Here I am working with RHEL-8 and I already have docker inside my RHEL-8.

To know more how we can install and configure docker inside RHEL-8. Refer to https://hrishabhsharma183.medium.com/configuring-httpd-webserver-setting-up-python-interpreter-and-running-python-code-on-docker-4d01dd501b4

First we have to start the docker service

# systemctl start docker
# systemctl enable docker
# systemctl status docker

After starting docker service we have to pull the image from docker hub which we require to launch container.
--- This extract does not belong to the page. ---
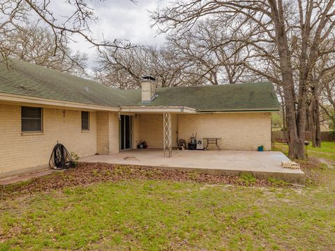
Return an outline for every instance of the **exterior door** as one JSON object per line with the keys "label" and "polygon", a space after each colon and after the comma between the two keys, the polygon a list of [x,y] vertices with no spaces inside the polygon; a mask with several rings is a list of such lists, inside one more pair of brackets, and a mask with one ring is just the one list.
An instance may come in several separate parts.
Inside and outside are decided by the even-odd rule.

Here we will be using centos image.

Command to pull image

# docker pull centos:latest

To check the images command is

# docker images

Command to launch container

# docker run -it --name ml centos:latest 

within a sec we have our container launched. After running the above command we will land inside our container. To manage our code properly we are creating separate workspace/directory. We will keep our code here.

# mkdir MLOps# cd MLOps

In this image yum is already configured, so we can use it to install software/packages.

Now we have to install python3

# yum install python3 -y

After installing python3 we need to install some libraries which are required for our ML Model.

# pip3 install pandas
# pip3 install scikit-learn
# pip3 list

In my Base OS (RHEL-8) i.e. Docker Host I have created Machine Learning model for Salary Prediction which is based on Simple Linear Regression model using dataset Salary_Data.csv

# SalaryPrediction.pyimport pandas as pd
dataset = pd.read_csv("Salary_Data.csv")
X = dataset['YearsExperience'].values.reshape(30,1)
y = dataset['Salary']
from sklearn.linear_model import LinearRegression
model = LinearRegression()
model.fit(X,y)
ye = input("Enter Years of Experience: ")
salary = model.predict([[float(ye)]])
print("Salary :",salary)

Now we have to copy our trained model and dataset inside our running docker container named ml to our created workspace named MLOps.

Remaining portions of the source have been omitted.